A few years ago, we lost our dedicated Sunday School teacher, a woman who loved working with our children, planning crafts, creating games to teach them the Ten Commandments, and other creative approaches.
After she left, we worked out the following way of dealing with our growing number of children from three to 11 or so. (Plus we have nearly 2-year-old twins who will soon join them.) On Sundays, the priest who is giving the homily that day will invite the children for a brief lesson, usually a very simplified explanation of the Gospel reading. Then the children file downstairs where two delegated people — we're on a rotation — will read them a story from a Bible story-book. We return upstairs during the hymn for the collection.
It's a holding pattern and I'm not sure how much the children are getting out of it. One one hand, we adults like it, because the load is spread, and no one person (or team of two, now a kind of legal requirement) has to miss the homily every week. But are we giving our children the best? I do like the fact that by sharing this, many of our adults are developing relationships with the kids, rather than just one or two.

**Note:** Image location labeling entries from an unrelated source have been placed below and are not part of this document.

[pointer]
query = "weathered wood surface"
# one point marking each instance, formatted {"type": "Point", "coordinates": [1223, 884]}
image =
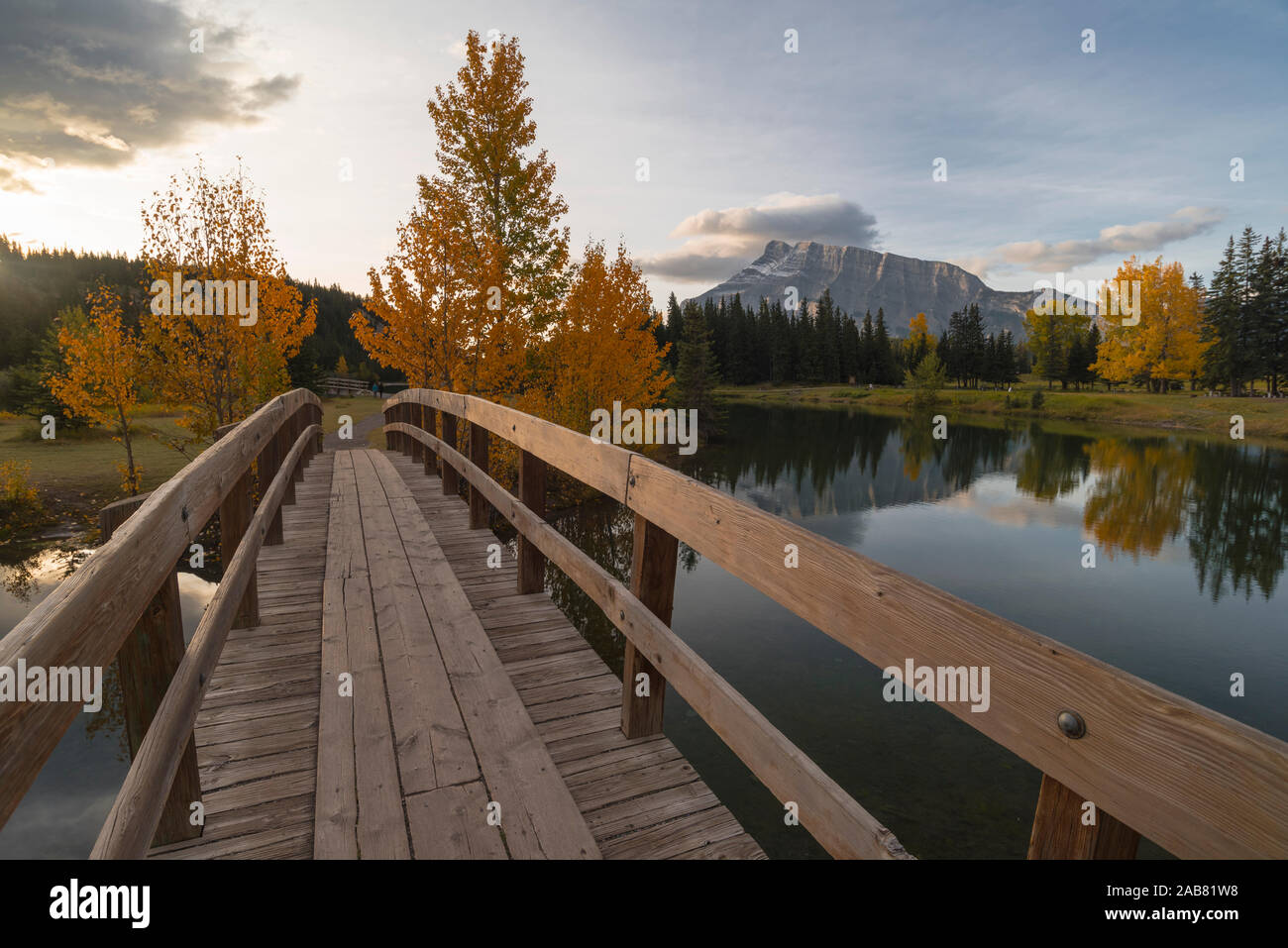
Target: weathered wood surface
{"type": "Point", "coordinates": [1068, 827]}
{"type": "Point", "coordinates": [841, 826]}
{"type": "Point", "coordinates": [529, 729]}
{"type": "Point", "coordinates": [432, 707]}
{"type": "Point", "coordinates": [1192, 780]}
{"type": "Point", "coordinates": [145, 668]}
{"type": "Point", "coordinates": [639, 797]}
{"type": "Point", "coordinates": [88, 617]}
{"type": "Point", "coordinates": [257, 729]}
{"type": "Point", "coordinates": [140, 804]}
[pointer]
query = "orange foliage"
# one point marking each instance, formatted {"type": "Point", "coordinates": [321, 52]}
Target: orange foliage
{"type": "Point", "coordinates": [209, 363]}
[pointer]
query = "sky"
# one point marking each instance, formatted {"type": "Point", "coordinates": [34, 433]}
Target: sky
{"type": "Point", "coordinates": [1054, 158]}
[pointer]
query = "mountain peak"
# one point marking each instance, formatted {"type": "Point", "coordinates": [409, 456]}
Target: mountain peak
{"type": "Point", "coordinates": [861, 279]}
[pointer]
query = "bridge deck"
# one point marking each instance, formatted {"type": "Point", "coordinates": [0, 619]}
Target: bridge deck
{"type": "Point", "coordinates": [463, 694]}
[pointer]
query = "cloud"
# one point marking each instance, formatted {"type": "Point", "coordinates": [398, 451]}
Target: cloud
{"type": "Point", "coordinates": [719, 243]}
{"type": "Point", "coordinates": [90, 82]}
{"type": "Point", "coordinates": [1120, 240]}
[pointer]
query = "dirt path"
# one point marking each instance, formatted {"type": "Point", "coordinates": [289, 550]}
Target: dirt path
{"type": "Point", "coordinates": [361, 429]}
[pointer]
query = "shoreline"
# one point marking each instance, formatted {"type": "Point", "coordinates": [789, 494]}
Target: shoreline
{"type": "Point", "coordinates": [1265, 420]}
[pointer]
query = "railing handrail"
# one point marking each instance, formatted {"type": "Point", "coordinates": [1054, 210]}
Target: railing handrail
{"type": "Point", "coordinates": [88, 617]}
{"type": "Point", "coordinates": [831, 814]}
{"type": "Point", "coordinates": [137, 810]}
{"type": "Point", "coordinates": [1192, 780]}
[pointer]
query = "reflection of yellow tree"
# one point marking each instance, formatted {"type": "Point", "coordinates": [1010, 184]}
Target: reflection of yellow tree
{"type": "Point", "coordinates": [1051, 466]}
{"type": "Point", "coordinates": [1138, 498]}
{"type": "Point", "coordinates": [110, 720]}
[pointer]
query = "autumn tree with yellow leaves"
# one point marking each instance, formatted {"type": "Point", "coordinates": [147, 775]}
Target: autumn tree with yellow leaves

I really enjoy the children when it is my turn to do it and am musing about whether I should volunteer myself to take it on for more intensive effort.
But it would help to have a curriculum of some kind that could help me, as I work full time, am not a teacher by nature and haven't a clue how to do this kind of thing.
Also I have a problem with what I have seen of various prepared curricula for Sunday Schools. I can't stand the schlocky or tacky-looking graphics. Are there programs that teach using great art? Ways to get the kids excited about learning some of the canticles by heart? Ways that are age appropriate without being silly or sentimental?
Does anyone have any suggestions? How are you doing Sunday School in your parishes?
I remember hating having to color in pictures of Jesus or do crafts in my Sunday school days. I remember my sons hated Sunday school lessons that talked down to them, that assumed they needed to play games or other things they found silly.
We have some really bright young kids, though they are quite young. They're also quite well-behaved and really seem to enjoy just having us adults interact with them and ask them questions and connect with them.